The current name of the island is the English version, via French, of the Ottawa or Ojibwe name Manidoowaaling (ᒪᓂᑝᐙᓕᓐᒃ),[3] which means "cave of the spirit". It was named for an underwater cave where a powerful spirit is said to live.[4] By the 19th century, the Odawa "l" was pronounced as "n". The same word with a newer pronunciation is used for the town Manitowaning (19th-century Odawa "Manidoowaaning"), which is located on Manitoulin Island near the underwater cave where legend has it that the spirit dwells. The modern Odawa name for Manitoulin Island is Mnidoo Mnis, meaning "Spirit Island".[5]
Manitoulin Island contains a number of lakes of its own. In order of size, its three most prominent lakes are Lake Manitou, Lake Kagawong and Lake Mindemoya. These three lakes in turn have islands within them, the largest of these being Lake Mindemoya's 33-hectare (82-acre) Treasure Island, located in the centre of Mindemoya.

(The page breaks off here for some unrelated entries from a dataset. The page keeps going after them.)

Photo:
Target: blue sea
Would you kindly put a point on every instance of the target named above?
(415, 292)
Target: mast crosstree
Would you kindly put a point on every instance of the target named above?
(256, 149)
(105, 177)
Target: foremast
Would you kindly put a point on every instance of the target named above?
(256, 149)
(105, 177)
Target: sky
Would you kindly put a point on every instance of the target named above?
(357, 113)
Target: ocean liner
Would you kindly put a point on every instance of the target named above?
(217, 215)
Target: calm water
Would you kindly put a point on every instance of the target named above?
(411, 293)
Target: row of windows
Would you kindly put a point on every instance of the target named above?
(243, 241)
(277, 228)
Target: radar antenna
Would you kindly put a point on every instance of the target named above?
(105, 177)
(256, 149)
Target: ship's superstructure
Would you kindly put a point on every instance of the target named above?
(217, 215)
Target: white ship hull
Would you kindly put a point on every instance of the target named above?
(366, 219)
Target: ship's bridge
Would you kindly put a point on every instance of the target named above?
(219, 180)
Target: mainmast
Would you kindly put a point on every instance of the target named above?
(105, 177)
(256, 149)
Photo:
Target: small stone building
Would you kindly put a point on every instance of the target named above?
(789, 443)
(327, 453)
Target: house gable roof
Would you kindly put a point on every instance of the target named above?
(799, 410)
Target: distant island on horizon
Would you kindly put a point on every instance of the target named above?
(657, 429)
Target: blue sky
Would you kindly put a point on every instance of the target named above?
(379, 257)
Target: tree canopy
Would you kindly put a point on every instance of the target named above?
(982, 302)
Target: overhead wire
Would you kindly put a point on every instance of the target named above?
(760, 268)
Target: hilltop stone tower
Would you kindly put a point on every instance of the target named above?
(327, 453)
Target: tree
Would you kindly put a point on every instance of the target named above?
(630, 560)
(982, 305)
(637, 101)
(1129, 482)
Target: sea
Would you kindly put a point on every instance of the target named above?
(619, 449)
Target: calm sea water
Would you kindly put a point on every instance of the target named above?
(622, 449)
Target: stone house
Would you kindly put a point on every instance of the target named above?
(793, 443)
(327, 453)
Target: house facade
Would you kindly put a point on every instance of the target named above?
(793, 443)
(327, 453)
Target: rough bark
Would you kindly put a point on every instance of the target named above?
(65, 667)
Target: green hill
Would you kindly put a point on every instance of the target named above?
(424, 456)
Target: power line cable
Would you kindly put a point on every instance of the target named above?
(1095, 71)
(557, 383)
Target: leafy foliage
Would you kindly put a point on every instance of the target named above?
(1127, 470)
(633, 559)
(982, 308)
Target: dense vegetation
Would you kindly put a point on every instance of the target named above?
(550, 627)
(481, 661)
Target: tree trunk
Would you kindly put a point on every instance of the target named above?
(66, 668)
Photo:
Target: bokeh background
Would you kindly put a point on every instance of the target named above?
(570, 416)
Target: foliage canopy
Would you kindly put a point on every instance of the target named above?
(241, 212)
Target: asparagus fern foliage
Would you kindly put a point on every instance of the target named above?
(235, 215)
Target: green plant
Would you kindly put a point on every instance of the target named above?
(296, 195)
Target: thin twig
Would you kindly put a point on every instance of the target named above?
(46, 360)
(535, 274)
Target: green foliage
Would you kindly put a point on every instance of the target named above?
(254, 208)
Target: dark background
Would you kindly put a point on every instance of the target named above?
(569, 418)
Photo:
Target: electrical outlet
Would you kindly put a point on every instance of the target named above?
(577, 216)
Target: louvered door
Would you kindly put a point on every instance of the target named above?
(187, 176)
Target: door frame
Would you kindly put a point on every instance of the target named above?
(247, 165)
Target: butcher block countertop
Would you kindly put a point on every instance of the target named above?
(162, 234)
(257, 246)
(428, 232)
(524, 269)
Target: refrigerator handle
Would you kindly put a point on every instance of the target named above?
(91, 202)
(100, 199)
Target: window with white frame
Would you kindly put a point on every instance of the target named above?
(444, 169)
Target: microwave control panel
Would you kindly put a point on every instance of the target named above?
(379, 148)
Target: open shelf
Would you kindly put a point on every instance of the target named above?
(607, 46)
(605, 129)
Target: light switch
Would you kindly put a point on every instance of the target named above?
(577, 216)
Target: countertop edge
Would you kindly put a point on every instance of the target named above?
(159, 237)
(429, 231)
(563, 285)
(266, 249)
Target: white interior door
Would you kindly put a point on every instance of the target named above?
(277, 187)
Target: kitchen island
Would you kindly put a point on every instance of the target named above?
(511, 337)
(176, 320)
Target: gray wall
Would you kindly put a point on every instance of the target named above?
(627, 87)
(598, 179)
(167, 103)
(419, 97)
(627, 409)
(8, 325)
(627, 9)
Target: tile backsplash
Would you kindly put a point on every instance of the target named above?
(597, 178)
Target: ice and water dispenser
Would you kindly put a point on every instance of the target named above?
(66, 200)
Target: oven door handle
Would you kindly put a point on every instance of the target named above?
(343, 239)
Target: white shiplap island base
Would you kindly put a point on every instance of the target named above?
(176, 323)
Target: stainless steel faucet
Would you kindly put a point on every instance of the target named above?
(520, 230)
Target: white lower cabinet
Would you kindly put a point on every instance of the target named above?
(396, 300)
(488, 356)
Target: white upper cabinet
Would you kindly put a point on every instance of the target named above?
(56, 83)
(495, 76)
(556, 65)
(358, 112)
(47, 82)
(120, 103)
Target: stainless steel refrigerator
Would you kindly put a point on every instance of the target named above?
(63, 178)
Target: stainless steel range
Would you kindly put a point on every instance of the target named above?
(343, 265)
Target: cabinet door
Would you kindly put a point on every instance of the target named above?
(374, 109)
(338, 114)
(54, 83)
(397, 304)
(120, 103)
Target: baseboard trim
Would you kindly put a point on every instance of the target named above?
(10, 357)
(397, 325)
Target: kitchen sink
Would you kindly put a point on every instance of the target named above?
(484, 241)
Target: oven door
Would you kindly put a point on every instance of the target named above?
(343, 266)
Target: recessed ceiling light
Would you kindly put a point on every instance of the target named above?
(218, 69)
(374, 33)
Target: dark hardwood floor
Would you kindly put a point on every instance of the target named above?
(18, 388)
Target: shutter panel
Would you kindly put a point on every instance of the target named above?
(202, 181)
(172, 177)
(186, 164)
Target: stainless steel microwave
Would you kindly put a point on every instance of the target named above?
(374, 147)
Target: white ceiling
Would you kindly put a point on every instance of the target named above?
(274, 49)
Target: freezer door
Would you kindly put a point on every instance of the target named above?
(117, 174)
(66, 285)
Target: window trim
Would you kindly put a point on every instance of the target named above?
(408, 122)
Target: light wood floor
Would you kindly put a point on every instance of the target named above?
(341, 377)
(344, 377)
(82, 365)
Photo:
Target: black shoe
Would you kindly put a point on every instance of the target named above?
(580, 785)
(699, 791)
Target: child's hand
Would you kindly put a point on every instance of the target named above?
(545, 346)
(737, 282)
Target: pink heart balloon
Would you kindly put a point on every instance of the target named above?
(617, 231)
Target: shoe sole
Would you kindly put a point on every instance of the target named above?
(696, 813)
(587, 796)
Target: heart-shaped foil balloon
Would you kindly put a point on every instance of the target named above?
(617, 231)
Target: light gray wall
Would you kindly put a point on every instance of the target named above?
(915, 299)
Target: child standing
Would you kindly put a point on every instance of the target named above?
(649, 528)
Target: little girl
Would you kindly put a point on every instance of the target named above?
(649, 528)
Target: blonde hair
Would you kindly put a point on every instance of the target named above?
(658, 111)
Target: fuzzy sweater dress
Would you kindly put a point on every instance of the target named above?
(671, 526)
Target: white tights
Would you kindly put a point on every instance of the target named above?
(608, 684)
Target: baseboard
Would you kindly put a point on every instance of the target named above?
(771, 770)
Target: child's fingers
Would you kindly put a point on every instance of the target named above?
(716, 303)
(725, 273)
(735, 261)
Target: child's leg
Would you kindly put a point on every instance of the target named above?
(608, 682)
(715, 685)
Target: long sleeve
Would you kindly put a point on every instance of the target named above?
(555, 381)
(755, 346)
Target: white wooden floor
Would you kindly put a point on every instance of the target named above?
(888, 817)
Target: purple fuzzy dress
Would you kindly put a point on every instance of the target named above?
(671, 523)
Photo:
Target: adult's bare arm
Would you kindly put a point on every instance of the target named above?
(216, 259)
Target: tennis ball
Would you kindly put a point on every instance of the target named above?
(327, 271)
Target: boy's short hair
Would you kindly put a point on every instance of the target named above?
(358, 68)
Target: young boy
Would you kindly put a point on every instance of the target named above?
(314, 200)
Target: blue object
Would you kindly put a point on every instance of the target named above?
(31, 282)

Manitoulin Island itself has 108 freshwater lakes, some of which have their own islands; in turn several of these "islands within islands" have their own ponds. Lake Manitou, at 104 km2 (40 sq mi), is the largest lake in a freshwater island in the world,[7] and Treasure Island in Lake Mindemoya is the largest island in a lake on an island in a lake in the world.[7] Motors are prohibited on boats on Nameless Lake.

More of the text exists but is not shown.